広い都市部で、生身ひとつで巨大なクリーチャーと戦うことを魅力とする『地球防衛軍』シリーズ。2003年に「SIMPLE 2000」シリーズとしてリリースされて以来、シンプルにして豪快、そして戦略性あるゲームプレイの魅力を発揮し続けており、ついにPS5にて『地球防衛軍6』が上陸します。
本作は東京ゲームショウ2021(以下、TGS2021)のオフライン会場にてデモが展示されており、(入場者は)新たな戦いの模様をゲームプレイで体感することができます。そこには変わらない魅力が……というより、むしろどんどん進化する周囲のAAAタイトルをよそに、あんまり変わらないがゆえの本質的なゲームの良さを感じさせるものとなっていました。
前作から3年。人類のつかの間の平和から、新たな戦いが始まる
前作『地球防衛軍5』 における、地球の侵略者「プライマー」との戦いが終結した2024年。地球に平和が戻りました。しかし戦いの傷は深く、地球人口はなんと一割にまで減少。文明崩壊の危機に直面していました。
それから3年の月日が流れた2027年。以前の戦いで、プライマーが使役していた多くのエイリアンは、実は地球に置き去りされていたのです。
彼らは生き延びるために集団を作って街を占拠。人類との衝突を繰り返し、互いは疲弊していくばかりでした。さらには侵略生物が地球で繁殖を続けており……。
そうした危機的な状況なのもあり、『地球防衛軍6』ではまるで『北斗の拳』や『AKIRA』のような荒廃した都市が初めて舞台となっています。
『地球防衛軍』シリーズといえば、かつてPS2が処理落ちするほどの膨大な巨大なアリとの戦いによって、プレイヤーに「これ本当に勝てるのか?」と絶望を感じさせたものでした。
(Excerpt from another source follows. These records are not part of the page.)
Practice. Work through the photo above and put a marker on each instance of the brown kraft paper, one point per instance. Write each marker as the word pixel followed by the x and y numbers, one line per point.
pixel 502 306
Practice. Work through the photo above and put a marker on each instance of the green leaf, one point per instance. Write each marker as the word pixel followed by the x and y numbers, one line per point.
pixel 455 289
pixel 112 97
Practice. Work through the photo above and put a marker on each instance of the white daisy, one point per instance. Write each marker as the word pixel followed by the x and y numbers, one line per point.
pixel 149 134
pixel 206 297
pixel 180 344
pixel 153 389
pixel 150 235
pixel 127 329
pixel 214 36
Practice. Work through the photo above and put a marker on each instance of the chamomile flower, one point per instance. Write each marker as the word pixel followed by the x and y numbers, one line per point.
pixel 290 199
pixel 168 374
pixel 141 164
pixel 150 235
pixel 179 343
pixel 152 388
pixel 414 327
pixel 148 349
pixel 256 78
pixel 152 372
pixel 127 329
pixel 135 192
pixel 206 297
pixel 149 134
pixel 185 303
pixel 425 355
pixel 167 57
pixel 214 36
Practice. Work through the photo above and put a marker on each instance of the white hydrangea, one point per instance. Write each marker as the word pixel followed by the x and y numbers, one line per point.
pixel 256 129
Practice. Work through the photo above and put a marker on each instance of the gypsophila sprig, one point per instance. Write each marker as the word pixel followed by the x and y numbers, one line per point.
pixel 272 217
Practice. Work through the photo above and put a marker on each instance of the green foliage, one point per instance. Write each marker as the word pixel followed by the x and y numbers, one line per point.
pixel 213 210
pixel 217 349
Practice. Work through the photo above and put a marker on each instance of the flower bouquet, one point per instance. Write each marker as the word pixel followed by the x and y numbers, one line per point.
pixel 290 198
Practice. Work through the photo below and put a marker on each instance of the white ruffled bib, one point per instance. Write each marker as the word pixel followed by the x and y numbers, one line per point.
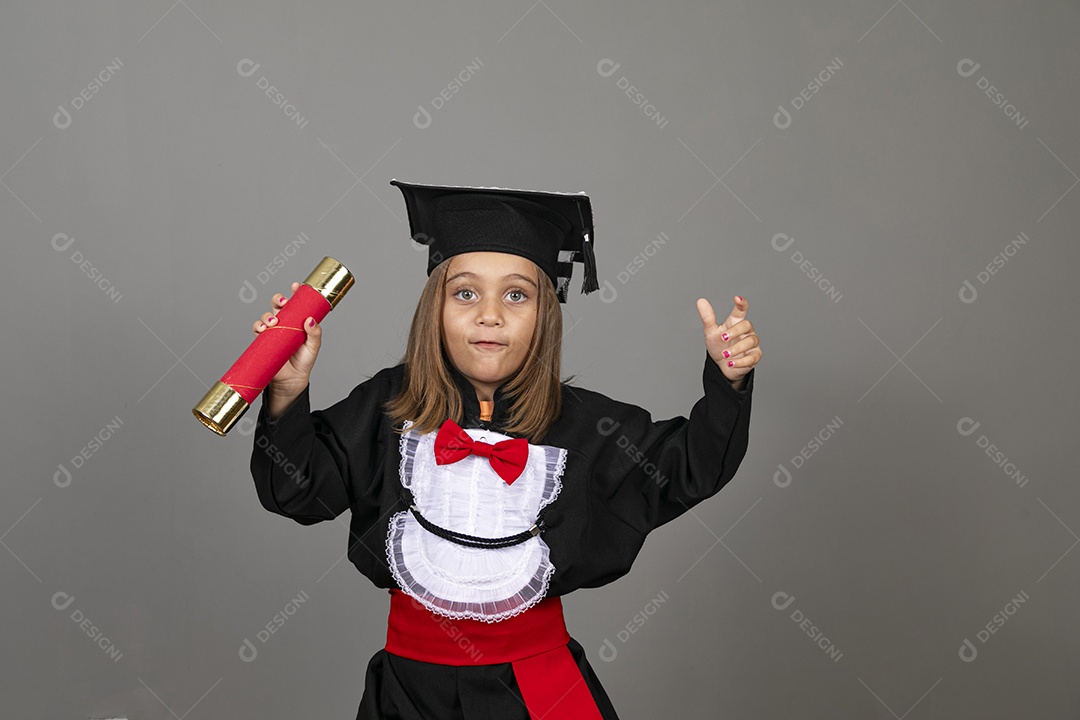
pixel 469 497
しかし今回はじわじわ疲弊し、朽ちていく世界という絶望も加わっているのです。
海外TPSにフィーリングを近づけたアクション
EDF隊員のアクションムーブも若干の変化がありました。悲壮感が漂う世界観に合わせているのか、今まではあまり導入してこなかった海外TPSみたいなムーブが追加されています。瓦礫の町を飛び越えたり、登ったりする細やかなムーブが行われるようになり、ある意味で崩壊していく世界観の手触りを感じさせるようになっております。
基本となる歩兵「レンジャー」をはじめ、空飛ぶ兵士「ウイングダイバー」、装甲を固めた「フェンサー」といったクラスが引き続き登場します。絶望的な状況下で他の隊員たちとの交信も健在ながら、どこか終わりゆく世界を感じさせる空気感が増していると言えるでしょう。
とはいえSIMPLEの魂は変わらない
さて、ここまでは「朽ちていく世界観」「海外TPSを思わせるムーブ」と、まさかの『地球防衛軍』まで無暗にシリアスになってしまったのか!? と思うかも知れませんが、ホッとするのは、いい意味でSIMPLEシリーズ時代から続く、B級のシンプルさが残ってくれていることですね。
巨大な敵を遠距離からミサイルを使って戦う基本は、今回も健在。ビルをぶっ壊しながら敵と距離を取り、いかにチクチクと撃破していくかという緊張感は変わりありません。
なにより『地球防衛軍』にうっすらと存在する “絶望的な展開が行きすぎて、シリアスな笑いになる”感覚がすごく良いです。先述した終わりゆく世界のムードと相反する、どこかズレた感じといいますか。
たとえば夕焼けの向こう側で、朽ちゆくビルの奥に待ち構えるエイリアンが変な体型の巨大カエルというのは、筆者にとっては『地球防衛軍』ならではの絵面だったりします。独特のズレや奇妙さがすこし笑いを誘う感覚があり、本作のゲームプレイは過去作よりも絶望感があるのだけど、どこかB級映画を観るような喜びに満ちています。
『地球防衛軍6』はPS5/PS4にて、2022年にリリースを予定しています。